Golf superstar Tiger Woods will make his grand return to the Augusta Masters, land of his greatest exploits where he even thinks he can win a sixth time, more than a year after a serious road accident.

"If things stay as they are, I'm going to play," the 46-year-old American told reporters on Tuesday.

Unbreakable: 13 months after the accident which almost cost him his right leg, Tiger Woods, except for last minute setbacks, will make his comeback at the Augusta Masters, land of his greatest exploits where he even thinks he can win a sixth time.

"If things stay as they are, I'm going to play," the 46-year-old American told reporters on Tuesday.

He plans to test himself one last time on Wednesday, the day before the tournament begins.

"It's about knowing how my body will recover from this effort and what it is able to do the next day," said the winner of 15 Majors, some of which gleaned by overcoming severe pain.

A return more than a year after a road accident

How many times have we thought he was lost for golf?

Each time he got up.

Everything from ruptured cruciate ligaments and an Achilles tendon, injuries to the neck and cervical vertebrae after a first car accident also revealing soul ailments, from alcohol and drugs, from five back operations, some very risky.

And so, now, from this terrible road trip that occurred on February 23, 2021 near Los Angeles, which he considered himself lucky to have survived.

He narrowly avoided amputation, for multiple open fractures in his right leg that required inserting a metal rod into his tibia, and screws to shore up the bones in his foot and ankle.

“Coming back to play here seemed unlikely to me”

Woods was hospitalized for weeks and unable to walk for months.

"It was a difficult path. To come back to play here seemed very unlikely to me at the time," he said.

While the world of golf wondered if he was going to be able to even walk normally again, Woods had still expressed the desire to get up to return to golf.

But at 46, his body bruised by so many shocks, wasn't he kidding himself?

It would obviously be misunderstanding the man, the champion, the survivor, to imagine him giving up.

But his first public appearances, with a cane and then orthopedic tights, did not bode well for such a prompt return.

No more than that of February at the Genesis Invitational, a tournament he sponsors, where witnesses noted his difficulty in raising and lowering his foot.

A reappearance that has the golf world in turmoil

It was his unexpected presence last week at Augusta - where he was crowned five times, the last in 2019 two years after an extremely delicate vertebral fusion - to test his physical condition on the legendary course, in particular accompanied by his son of 13-year-old Charlie, who brought the microcosm of golf to a boil.

Woods, automatically appearing on the list of participants as a former winner, had not had his name scratched from the 86th edition, maintaining a suspense that had become less and less great on Sunday, when he returned to Georgia for a second session.

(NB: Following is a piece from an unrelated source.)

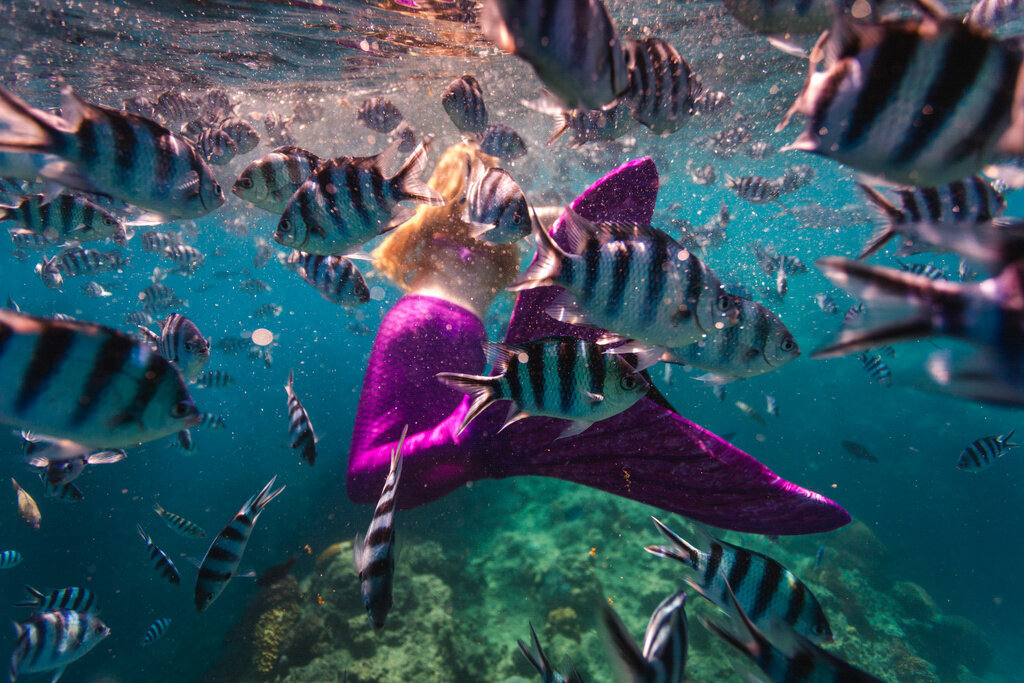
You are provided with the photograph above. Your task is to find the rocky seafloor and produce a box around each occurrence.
[203,479,993,683]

The "Tiger" appeared smiling, fulfilled, comfortable with his swing, betraying no difficulty in walking, in a new pair of shoes adapted to his needs.

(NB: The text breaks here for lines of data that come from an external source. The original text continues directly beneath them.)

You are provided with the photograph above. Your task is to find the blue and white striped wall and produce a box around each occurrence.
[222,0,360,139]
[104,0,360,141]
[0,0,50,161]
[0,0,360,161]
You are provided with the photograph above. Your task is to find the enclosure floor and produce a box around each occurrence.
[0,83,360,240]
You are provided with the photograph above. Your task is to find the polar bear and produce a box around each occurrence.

He had nevertheless warned that his decision to participate in the tournament would be taken at the last moment, Thursday.

He finally announced it two days earlier, with reservations of formality, after completing another nine-hole session, in front of thousands of cheering fans.

What can the Tiger achieve after 17 months without playing?

The question now arises, since we are once again talking about Tiger golfer, competitor, what the 873rd in the world can accomplish at the Masters, after 17 months without playing - his last tournament was the 2020 edition of the Masters postponed to November in reason of Covid-19.

Because Augusta is anything but a walk in the park and Woods, who has always crossed the cut there and knows every nook and cranny, knows that the slopes and unevenness will be his main difficulties.

"I can hit the ball really well. I have no doubts about what I can do golf-wise. Walking is the hard part," he agreed.

How will his right leg respond to repeated efforts, so that's the big question.

But we are talking about a champion who won the US Open in 2008 despite tearing a knee and a double stress fracture of a tibia.

Twenty-five years after winning the first of its fifteen Majors in Augusta, the Tiger is therefore ready to roar again.

He even warned the competition: "I think I can win the Masters this week".